The ClueWeb09 Dataset:
Frequently Asked Questions
Why is the dataset so expensive?
What is the "Category B" subset?
Will you consider modifications to the license?
What if my organization's lawyers insist on modifying the license?
How was the dataset created?
Why is the dataset named ClueWeb09? The U.S. National Science Foundation's Cluster Exploratory (CluE) program provided computational resources and funding that enabled creation of the dataset. The data was gathered from the web in 2009.
Why is the dataset so expensive? Most of the cost of each dataset covers the hard disk drive(s) used to ship data to you. The hard disk drive(s) is/are yours to keep. The remainder covers the staff time required to process dataset licenses, process invoices, buy disks, copy disks, buy packing materials, and prepare disks for shipping; and a small fee that helps us maintain the hardware used for duplicating disks.
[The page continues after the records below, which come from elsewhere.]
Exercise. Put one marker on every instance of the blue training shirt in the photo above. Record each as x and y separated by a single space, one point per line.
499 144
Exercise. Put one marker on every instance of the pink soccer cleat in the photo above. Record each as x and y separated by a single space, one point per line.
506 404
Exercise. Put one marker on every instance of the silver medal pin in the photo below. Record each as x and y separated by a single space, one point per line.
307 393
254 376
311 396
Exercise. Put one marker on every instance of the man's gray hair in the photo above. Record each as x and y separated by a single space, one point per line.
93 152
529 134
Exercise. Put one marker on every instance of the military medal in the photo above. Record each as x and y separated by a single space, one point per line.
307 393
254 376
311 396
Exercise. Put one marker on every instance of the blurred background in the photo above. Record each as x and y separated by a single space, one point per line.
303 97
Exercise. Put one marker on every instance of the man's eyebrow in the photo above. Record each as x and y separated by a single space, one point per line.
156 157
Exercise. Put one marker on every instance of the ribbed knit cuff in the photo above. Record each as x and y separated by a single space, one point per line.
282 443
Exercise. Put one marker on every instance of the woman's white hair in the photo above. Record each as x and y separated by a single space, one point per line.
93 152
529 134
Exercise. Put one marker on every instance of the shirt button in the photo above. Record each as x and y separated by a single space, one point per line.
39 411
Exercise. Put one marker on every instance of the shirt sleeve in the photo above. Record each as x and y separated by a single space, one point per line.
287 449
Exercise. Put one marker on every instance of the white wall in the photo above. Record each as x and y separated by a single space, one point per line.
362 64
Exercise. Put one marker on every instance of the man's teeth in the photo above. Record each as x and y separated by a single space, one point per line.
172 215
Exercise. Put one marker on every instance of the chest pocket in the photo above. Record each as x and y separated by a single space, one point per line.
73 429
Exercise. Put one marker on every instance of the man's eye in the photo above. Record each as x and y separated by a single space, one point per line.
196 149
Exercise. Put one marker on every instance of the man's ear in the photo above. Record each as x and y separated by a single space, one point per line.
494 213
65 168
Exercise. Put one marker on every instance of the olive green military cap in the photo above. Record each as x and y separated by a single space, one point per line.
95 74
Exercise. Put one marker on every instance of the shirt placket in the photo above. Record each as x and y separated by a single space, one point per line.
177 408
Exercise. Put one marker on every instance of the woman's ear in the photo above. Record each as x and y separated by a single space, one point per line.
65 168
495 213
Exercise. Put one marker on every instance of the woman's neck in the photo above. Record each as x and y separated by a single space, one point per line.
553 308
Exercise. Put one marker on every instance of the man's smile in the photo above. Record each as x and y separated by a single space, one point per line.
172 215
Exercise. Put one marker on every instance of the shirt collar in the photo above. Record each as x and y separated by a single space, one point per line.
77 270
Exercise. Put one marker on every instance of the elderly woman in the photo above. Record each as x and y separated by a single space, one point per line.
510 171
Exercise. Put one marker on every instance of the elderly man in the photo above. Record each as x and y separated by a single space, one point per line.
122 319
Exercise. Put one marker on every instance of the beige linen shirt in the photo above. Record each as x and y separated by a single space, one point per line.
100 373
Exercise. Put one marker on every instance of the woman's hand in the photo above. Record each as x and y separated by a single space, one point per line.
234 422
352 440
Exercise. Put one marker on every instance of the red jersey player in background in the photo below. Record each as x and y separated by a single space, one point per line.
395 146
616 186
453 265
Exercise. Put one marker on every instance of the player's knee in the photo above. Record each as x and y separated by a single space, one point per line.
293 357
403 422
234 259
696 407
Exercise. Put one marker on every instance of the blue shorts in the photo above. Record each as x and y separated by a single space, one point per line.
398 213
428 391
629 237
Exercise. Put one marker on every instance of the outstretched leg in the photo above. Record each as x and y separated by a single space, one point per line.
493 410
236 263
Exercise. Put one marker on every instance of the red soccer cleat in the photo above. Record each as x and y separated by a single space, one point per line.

What is the "Category B" subset? The TREC2009 "Category B" data set is the data from the directory "ClueWeb09_English_1" from the entire dataset. This is roughly the first 50 million documents of the English corpus.
Will you consider modifications to the license? Our license is a slight modification of 'TREC style' licenses that have been used by other organizations for more than a decade to distribute web datasets. It is fairly well-established. The cost of the dataset is kept low in part by not involving university lawyers and senior university administrators any more often than absolutely necessary. Please don't ask us to modify the license.
What if my organization's lawyers insist on modifying the license? We will consider whether your request fixes a flaw that applies to a significant group of organizations. If it does, we will try to resolve the issue fairly quickly. If it does not, we will probably refuse the request. Nearly all of the requests that we receive are minor adjustments to wording or attempts to make the license more favorable to the other organization. We reject those requests.
How was the dataset created? The ClueWeb09 dataset was created by Jamie Callan's research group at Carnegie Mellon University's Language Technologies Institute. The web crawl was done in January and February of 2009. Please see our project planning document. It is outdated and wrong in some places - plans changed a little during the crawl - but it is still approximately correct. For information about the Sapphire web crawler, please see the Sapphire FAQ.